In her classic 1991 article, Katha Pollitt named the tendency in media where “a group of male buddies will be accented by a lone female, stereotypically defined” the “Smurfette Principle.” Twenty years later, this principle is still all too common–including in the new movie The Smurfs.
In the film, Smurfette–the first and usually only female Smurf–is certainly stereotypically defined, as she was in the cartoon. But in CGI her blonde locks are even more obvious, threatening to weigh down her feminized Smurf body. Near the start of the film, Smurf-antagonistic sorcerer Gargamel (Hank Azaria) has a rather creepy sequence praising “the tawny locks of Smurfette.” In a later scene, we see Smurfette distracted in a toy store, first with unicorns then with doll dresses, at which she exclaims, “Dresses! I could have more than one kind of dress. What?!?” Shortly after, she is angry when told it’s time to go, insisting “Wait! I am shopping!” She wears heels, again in keeping with the cartoon, and has a wide-eyed made-up look to her blue face.
As asked in the post “Gendering Smurfette” on the blog Feminist Media, “Why, decades after the original Smurfs were trotted out, are we still portraying the only female Smurf as an essentialized cliché of femininity?” Why indeed. Even if the filmmakers wanted to stay true to Smurf-lore, they could have brought in the later added female Smurfs Sassette or Nanny, or how about one of the witches instead of only including Gargamel?
Or, they could have made up for only one Smurfette with the inclusion of more female human lead characters. Instead of Patrick Winslow (Neil Patrick Harris) being an ad exec, why not give that job to Grace (Glee’s Jayma Mays)? Instead, she is almost entirely defined by her pregnancy and her niceness. How feminine!
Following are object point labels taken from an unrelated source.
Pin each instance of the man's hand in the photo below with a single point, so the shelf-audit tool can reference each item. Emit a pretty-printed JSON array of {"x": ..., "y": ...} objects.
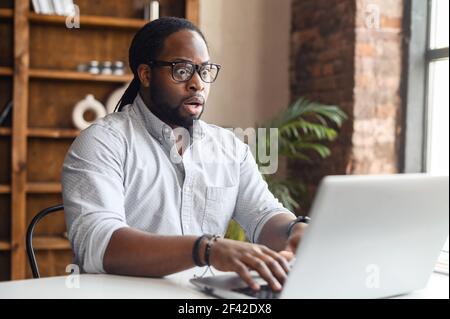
[{"x": 240, "y": 257}]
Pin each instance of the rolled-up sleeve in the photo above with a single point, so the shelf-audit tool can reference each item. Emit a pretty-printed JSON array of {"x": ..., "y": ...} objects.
[
  {"x": 255, "y": 203},
  {"x": 93, "y": 194}
]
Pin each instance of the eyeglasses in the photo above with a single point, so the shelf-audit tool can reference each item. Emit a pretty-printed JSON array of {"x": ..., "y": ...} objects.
[{"x": 183, "y": 71}]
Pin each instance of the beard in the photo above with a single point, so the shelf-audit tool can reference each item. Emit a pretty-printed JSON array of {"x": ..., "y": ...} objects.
[{"x": 170, "y": 114}]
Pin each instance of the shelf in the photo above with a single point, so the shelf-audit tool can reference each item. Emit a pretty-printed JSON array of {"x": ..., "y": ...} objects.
[
  {"x": 78, "y": 76},
  {"x": 43, "y": 188},
  {"x": 5, "y": 71},
  {"x": 53, "y": 133},
  {"x": 6, "y": 13},
  {"x": 5, "y": 189},
  {"x": 5, "y": 245},
  {"x": 89, "y": 21},
  {"x": 51, "y": 243},
  {"x": 5, "y": 131}
]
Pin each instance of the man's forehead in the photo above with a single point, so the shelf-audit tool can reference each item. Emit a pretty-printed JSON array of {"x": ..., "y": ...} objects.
[{"x": 185, "y": 45}]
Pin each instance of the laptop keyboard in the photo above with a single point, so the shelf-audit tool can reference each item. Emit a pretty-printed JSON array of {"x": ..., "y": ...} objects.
[{"x": 264, "y": 293}]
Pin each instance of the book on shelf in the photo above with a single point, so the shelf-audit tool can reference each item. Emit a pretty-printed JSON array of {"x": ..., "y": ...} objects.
[
  {"x": 36, "y": 6},
  {"x": 58, "y": 7},
  {"x": 5, "y": 113}
]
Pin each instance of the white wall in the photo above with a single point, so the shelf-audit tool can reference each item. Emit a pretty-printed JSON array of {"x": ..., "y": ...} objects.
[{"x": 251, "y": 39}]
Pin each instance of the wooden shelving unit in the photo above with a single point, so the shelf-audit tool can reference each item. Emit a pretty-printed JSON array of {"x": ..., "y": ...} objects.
[
  {"x": 5, "y": 189},
  {"x": 6, "y": 71},
  {"x": 5, "y": 131},
  {"x": 36, "y": 72},
  {"x": 89, "y": 21},
  {"x": 6, "y": 13},
  {"x": 78, "y": 76},
  {"x": 4, "y": 245}
]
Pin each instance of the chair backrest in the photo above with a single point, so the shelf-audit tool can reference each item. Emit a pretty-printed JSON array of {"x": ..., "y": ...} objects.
[{"x": 29, "y": 236}]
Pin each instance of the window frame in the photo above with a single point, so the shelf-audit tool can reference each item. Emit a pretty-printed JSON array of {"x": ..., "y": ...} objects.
[{"x": 419, "y": 58}]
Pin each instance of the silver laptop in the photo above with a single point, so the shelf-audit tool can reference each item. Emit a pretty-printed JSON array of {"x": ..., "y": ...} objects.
[{"x": 370, "y": 237}]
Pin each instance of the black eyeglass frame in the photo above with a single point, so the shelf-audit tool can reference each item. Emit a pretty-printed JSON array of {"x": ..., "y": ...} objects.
[{"x": 198, "y": 67}]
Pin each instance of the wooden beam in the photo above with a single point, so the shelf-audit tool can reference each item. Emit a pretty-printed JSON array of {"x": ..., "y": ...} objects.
[
  {"x": 193, "y": 11},
  {"x": 19, "y": 139}
]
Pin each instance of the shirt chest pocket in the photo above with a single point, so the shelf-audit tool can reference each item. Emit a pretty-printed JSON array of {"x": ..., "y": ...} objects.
[{"x": 219, "y": 207}]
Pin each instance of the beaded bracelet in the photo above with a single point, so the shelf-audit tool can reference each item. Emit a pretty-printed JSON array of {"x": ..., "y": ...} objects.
[
  {"x": 195, "y": 248},
  {"x": 211, "y": 241}
]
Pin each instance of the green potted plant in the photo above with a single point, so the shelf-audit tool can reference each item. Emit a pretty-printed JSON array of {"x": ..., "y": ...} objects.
[{"x": 303, "y": 129}]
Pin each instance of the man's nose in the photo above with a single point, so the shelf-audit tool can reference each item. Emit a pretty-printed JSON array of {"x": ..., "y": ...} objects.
[{"x": 196, "y": 83}]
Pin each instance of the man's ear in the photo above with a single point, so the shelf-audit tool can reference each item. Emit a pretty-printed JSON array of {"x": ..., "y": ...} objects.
[{"x": 144, "y": 72}]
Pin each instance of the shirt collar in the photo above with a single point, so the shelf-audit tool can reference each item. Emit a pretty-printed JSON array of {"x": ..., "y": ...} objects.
[{"x": 160, "y": 130}]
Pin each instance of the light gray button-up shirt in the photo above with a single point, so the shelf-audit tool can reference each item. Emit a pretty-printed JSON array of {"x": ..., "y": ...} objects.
[{"x": 125, "y": 171}]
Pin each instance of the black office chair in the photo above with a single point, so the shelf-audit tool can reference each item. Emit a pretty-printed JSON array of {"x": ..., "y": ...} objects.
[{"x": 29, "y": 236}]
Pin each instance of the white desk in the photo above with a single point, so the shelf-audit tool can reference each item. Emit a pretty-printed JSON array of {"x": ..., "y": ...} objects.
[{"x": 176, "y": 286}]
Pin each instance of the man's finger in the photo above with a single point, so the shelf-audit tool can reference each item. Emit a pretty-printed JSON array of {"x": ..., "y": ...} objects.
[
  {"x": 263, "y": 270},
  {"x": 243, "y": 272}
]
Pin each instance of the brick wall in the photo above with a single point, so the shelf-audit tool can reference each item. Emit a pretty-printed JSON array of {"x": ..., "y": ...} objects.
[{"x": 349, "y": 53}]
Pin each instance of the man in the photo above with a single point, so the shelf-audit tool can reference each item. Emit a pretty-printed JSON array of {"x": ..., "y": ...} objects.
[{"x": 137, "y": 199}]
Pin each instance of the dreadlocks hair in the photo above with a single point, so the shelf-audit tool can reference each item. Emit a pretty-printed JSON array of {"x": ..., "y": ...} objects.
[{"x": 147, "y": 45}]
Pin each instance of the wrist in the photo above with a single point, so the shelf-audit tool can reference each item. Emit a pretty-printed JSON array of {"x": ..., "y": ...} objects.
[{"x": 299, "y": 222}]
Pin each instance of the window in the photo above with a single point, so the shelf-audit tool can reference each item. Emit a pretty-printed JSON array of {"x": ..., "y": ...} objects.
[
  {"x": 427, "y": 97},
  {"x": 437, "y": 98}
]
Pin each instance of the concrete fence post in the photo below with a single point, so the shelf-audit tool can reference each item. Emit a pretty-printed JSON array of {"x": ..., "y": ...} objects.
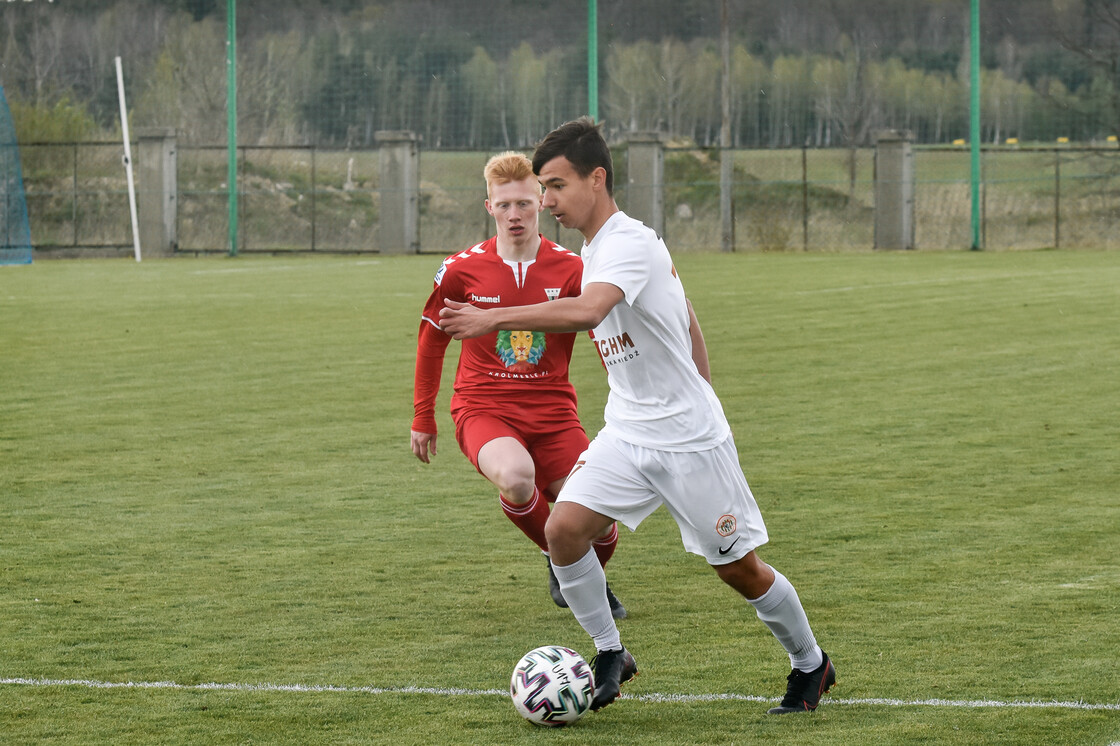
[
  {"x": 894, "y": 190},
  {"x": 399, "y": 168},
  {"x": 157, "y": 190},
  {"x": 645, "y": 179}
]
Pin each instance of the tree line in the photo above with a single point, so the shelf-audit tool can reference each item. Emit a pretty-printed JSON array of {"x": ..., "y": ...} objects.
[{"x": 818, "y": 73}]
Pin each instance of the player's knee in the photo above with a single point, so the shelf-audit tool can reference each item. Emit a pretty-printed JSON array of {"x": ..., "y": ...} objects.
[{"x": 515, "y": 484}]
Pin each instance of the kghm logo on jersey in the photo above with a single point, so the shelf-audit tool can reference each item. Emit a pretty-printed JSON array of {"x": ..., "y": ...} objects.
[
  {"x": 520, "y": 351},
  {"x": 615, "y": 350}
]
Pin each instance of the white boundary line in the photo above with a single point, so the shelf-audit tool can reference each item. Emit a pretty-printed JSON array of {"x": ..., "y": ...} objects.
[{"x": 453, "y": 691}]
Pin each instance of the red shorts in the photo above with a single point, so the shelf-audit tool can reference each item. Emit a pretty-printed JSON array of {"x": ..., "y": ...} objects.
[{"x": 553, "y": 446}]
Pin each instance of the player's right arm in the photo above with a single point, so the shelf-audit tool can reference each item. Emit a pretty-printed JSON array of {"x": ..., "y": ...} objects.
[
  {"x": 431, "y": 346},
  {"x": 577, "y": 314}
]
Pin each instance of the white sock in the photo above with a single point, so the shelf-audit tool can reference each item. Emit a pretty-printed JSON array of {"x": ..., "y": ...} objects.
[
  {"x": 780, "y": 609},
  {"x": 584, "y": 585}
]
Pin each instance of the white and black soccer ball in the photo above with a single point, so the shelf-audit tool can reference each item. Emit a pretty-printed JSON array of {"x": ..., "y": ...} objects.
[{"x": 552, "y": 686}]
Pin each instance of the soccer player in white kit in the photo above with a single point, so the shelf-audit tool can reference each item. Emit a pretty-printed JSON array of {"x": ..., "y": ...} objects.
[{"x": 665, "y": 439}]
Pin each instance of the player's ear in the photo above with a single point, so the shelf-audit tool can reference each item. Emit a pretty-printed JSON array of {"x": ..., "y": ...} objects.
[{"x": 599, "y": 177}]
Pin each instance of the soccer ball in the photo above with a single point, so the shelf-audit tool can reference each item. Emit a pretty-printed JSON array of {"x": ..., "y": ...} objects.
[{"x": 552, "y": 686}]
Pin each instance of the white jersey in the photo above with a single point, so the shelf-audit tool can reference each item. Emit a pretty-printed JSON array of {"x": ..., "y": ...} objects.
[{"x": 658, "y": 397}]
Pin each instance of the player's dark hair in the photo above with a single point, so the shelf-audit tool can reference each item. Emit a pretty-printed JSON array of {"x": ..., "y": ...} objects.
[{"x": 581, "y": 142}]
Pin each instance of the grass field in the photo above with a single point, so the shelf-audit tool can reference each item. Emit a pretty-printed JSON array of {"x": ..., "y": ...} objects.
[{"x": 212, "y": 529}]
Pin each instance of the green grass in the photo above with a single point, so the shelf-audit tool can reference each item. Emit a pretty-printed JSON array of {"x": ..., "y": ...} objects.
[{"x": 205, "y": 477}]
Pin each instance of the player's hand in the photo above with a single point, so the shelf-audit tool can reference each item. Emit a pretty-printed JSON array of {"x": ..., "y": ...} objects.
[
  {"x": 463, "y": 320},
  {"x": 422, "y": 445}
]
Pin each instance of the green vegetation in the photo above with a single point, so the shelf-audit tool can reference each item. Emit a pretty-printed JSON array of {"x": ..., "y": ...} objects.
[
  {"x": 206, "y": 479},
  {"x": 335, "y": 73}
]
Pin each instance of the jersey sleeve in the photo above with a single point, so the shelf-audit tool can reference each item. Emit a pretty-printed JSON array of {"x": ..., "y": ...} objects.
[{"x": 624, "y": 267}]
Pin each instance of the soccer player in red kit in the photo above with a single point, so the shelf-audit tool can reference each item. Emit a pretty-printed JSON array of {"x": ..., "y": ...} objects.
[{"x": 513, "y": 407}]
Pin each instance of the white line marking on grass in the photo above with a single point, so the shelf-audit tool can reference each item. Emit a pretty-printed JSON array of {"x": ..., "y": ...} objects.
[
  {"x": 456, "y": 691},
  {"x": 939, "y": 280}
]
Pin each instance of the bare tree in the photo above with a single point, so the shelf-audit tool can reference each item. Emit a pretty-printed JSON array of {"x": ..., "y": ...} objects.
[{"x": 1091, "y": 30}]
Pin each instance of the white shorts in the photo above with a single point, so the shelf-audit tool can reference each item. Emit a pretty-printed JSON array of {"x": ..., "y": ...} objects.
[{"x": 705, "y": 492}]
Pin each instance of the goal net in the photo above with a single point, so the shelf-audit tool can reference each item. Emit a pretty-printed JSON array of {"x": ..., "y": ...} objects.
[{"x": 15, "y": 231}]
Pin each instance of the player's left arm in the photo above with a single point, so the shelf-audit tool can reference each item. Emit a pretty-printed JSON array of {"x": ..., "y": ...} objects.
[{"x": 699, "y": 348}]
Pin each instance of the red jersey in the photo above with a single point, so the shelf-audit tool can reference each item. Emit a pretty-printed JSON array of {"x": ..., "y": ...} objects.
[{"x": 530, "y": 367}]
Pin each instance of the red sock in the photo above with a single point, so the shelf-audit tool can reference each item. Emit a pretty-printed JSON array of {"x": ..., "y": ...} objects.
[
  {"x": 530, "y": 518},
  {"x": 605, "y": 547}
]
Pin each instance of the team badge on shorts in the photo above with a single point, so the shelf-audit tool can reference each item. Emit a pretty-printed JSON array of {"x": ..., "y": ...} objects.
[{"x": 726, "y": 525}]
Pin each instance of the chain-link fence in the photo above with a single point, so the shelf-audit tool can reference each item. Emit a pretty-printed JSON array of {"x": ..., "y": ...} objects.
[
  {"x": 810, "y": 86},
  {"x": 315, "y": 199}
]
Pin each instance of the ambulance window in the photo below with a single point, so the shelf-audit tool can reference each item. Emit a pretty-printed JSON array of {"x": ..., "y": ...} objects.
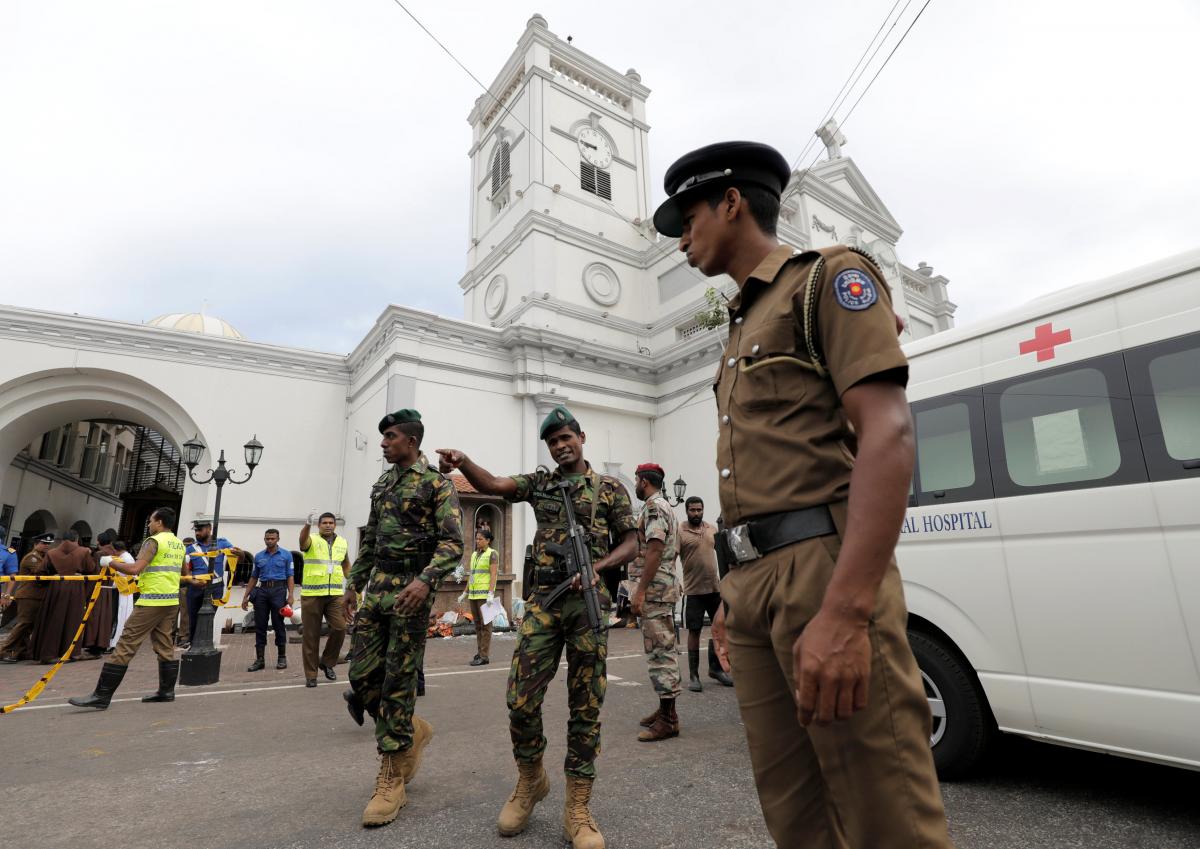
[
  {"x": 1060, "y": 429},
  {"x": 1175, "y": 380},
  {"x": 943, "y": 447}
]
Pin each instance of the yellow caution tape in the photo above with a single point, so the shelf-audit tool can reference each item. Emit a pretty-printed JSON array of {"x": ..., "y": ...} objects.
[{"x": 36, "y": 690}]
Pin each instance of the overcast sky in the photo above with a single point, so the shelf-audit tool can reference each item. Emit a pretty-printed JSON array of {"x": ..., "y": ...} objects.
[{"x": 298, "y": 164}]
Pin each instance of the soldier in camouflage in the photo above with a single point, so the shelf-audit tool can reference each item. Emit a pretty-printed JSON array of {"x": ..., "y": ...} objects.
[
  {"x": 603, "y": 507},
  {"x": 412, "y": 541},
  {"x": 654, "y": 597}
]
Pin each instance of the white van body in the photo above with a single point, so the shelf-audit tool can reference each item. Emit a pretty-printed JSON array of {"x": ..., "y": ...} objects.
[{"x": 1051, "y": 548}]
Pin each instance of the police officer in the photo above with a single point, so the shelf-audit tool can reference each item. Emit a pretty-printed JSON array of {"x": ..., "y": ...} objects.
[
  {"x": 202, "y": 560},
  {"x": 159, "y": 565},
  {"x": 654, "y": 598},
  {"x": 270, "y": 586},
  {"x": 601, "y": 506},
  {"x": 27, "y": 595},
  {"x": 412, "y": 542},
  {"x": 831, "y": 696}
]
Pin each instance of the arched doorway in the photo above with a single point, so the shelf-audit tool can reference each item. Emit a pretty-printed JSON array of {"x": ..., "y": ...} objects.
[{"x": 37, "y": 403}]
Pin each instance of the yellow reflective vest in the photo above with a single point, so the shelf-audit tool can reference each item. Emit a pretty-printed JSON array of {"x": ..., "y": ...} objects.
[
  {"x": 480, "y": 573},
  {"x": 159, "y": 582},
  {"x": 323, "y": 566}
]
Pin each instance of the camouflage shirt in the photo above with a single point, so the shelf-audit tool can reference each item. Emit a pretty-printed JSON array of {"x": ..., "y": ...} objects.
[
  {"x": 412, "y": 509},
  {"x": 612, "y": 515},
  {"x": 658, "y": 522}
]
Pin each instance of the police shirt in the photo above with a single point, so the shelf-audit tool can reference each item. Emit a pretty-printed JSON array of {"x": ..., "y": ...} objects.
[
  {"x": 784, "y": 439},
  {"x": 273, "y": 565},
  {"x": 201, "y": 565}
]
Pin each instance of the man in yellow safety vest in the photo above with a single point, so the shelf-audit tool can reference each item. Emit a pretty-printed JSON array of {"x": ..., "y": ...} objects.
[
  {"x": 481, "y": 590},
  {"x": 159, "y": 565},
  {"x": 325, "y": 565}
]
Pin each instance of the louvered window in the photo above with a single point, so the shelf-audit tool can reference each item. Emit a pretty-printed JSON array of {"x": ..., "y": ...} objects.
[
  {"x": 501, "y": 172},
  {"x": 595, "y": 180}
]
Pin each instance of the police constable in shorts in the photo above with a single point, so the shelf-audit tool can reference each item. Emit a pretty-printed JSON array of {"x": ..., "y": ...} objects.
[{"x": 815, "y": 455}]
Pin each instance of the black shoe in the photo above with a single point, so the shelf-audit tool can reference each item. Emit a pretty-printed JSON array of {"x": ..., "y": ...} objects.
[
  {"x": 109, "y": 680},
  {"x": 353, "y": 705},
  {"x": 168, "y": 673}
]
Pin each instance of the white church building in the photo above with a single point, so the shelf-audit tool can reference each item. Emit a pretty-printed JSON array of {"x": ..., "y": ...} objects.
[{"x": 569, "y": 296}]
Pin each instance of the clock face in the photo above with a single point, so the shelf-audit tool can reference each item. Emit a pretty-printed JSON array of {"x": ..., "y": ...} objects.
[{"x": 594, "y": 148}]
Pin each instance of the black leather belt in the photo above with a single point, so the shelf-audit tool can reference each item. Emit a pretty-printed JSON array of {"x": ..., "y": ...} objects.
[
  {"x": 747, "y": 542},
  {"x": 406, "y": 565}
]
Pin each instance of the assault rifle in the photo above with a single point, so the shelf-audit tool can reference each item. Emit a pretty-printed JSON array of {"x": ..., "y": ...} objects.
[{"x": 577, "y": 558}]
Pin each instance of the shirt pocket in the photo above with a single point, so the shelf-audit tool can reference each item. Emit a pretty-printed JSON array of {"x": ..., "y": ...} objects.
[{"x": 771, "y": 369}]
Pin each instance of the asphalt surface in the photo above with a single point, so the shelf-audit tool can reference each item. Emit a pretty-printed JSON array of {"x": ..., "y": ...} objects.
[{"x": 259, "y": 760}]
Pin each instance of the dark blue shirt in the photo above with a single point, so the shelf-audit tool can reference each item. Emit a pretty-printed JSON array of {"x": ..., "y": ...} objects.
[
  {"x": 273, "y": 566},
  {"x": 201, "y": 565}
]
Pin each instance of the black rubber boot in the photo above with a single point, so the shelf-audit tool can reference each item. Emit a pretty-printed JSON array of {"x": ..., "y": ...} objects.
[
  {"x": 111, "y": 676},
  {"x": 168, "y": 673},
  {"x": 694, "y": 672},
  {"x": 714, "y": 667}
]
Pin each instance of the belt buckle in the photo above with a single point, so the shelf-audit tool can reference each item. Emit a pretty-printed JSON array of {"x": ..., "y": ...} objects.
[{"x": 741, "y": 546}]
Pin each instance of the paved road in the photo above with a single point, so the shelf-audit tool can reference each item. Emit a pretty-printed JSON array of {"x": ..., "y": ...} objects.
[{"x": 259, "y": 760}]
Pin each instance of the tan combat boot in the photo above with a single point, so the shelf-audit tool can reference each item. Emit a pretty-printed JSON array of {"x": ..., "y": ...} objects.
[
  {"x": 533, "y": 786},
  {"x": 579, "y": 826},
  {"x": 389, "y": 796},
  {"x": 411, "y": 760}
]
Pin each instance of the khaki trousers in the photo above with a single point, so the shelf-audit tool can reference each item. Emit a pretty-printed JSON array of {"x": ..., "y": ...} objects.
[
  {"x": 17, "y": 643},
  {"x": 156, "y": 622},
  {"x": 861, "y": 783},
  {"x": 483, "y": 632},
  {"x": 312, "y": 608}
]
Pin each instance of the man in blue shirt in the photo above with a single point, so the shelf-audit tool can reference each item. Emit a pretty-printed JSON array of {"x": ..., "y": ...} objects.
[
  {"x": 198, "y": 564},
  {"x": 271, "y": 585}
]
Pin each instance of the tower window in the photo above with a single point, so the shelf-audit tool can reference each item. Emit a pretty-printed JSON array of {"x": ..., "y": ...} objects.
[
  {"x": 595, "y": 180},
  {"x": 501, "y": 172}
]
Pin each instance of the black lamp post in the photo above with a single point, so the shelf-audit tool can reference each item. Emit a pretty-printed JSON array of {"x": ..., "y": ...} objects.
[{"x": 202, "y": 661}]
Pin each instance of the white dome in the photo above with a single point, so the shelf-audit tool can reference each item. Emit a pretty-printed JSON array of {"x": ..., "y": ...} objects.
[{"x": 197, "y": 323}]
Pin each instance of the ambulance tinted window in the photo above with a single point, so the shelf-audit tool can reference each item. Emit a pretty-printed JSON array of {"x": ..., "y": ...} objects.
[{"x": 1175, "y": 380}]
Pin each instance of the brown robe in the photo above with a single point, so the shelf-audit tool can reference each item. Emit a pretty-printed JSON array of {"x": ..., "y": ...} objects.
[
  {"x": 99, "y": 630},
  {"x": 64, "y": 603}
]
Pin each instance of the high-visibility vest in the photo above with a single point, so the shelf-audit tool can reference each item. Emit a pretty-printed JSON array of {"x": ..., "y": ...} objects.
[
  {"x": 323, "y": 566},
  {"x": 159, "y": 582},
  {"x": 480, "y": 573}
]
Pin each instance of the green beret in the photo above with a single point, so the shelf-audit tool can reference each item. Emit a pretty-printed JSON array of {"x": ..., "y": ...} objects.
[
  {"x": 399, "y": 417},
  {"x": 558, "y": 417}
]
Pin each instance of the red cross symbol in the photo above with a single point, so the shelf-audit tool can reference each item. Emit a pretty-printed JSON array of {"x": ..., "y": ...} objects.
[{"x": 1044, "y": 341}]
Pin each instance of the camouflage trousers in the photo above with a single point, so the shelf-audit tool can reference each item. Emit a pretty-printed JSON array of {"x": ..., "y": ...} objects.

At Smurf.com we learn, as we do in the film, that Smurfette was created by Gargamel to cause trouble for the Smurfs. Ah, the evil that is feminine. To add a nice twist of colorism to her origin story, she originally had black hair but it turned blonde when Papa worked all night to make her a real Smurf! She is described as “the charming Smurfette that melts the hearts of the other Smurfs. She’s one of a kind, full of feminine grace and frivolous. She can also be very much a woman, playing with the feelings of her sweethearts.” Oh my Smurf!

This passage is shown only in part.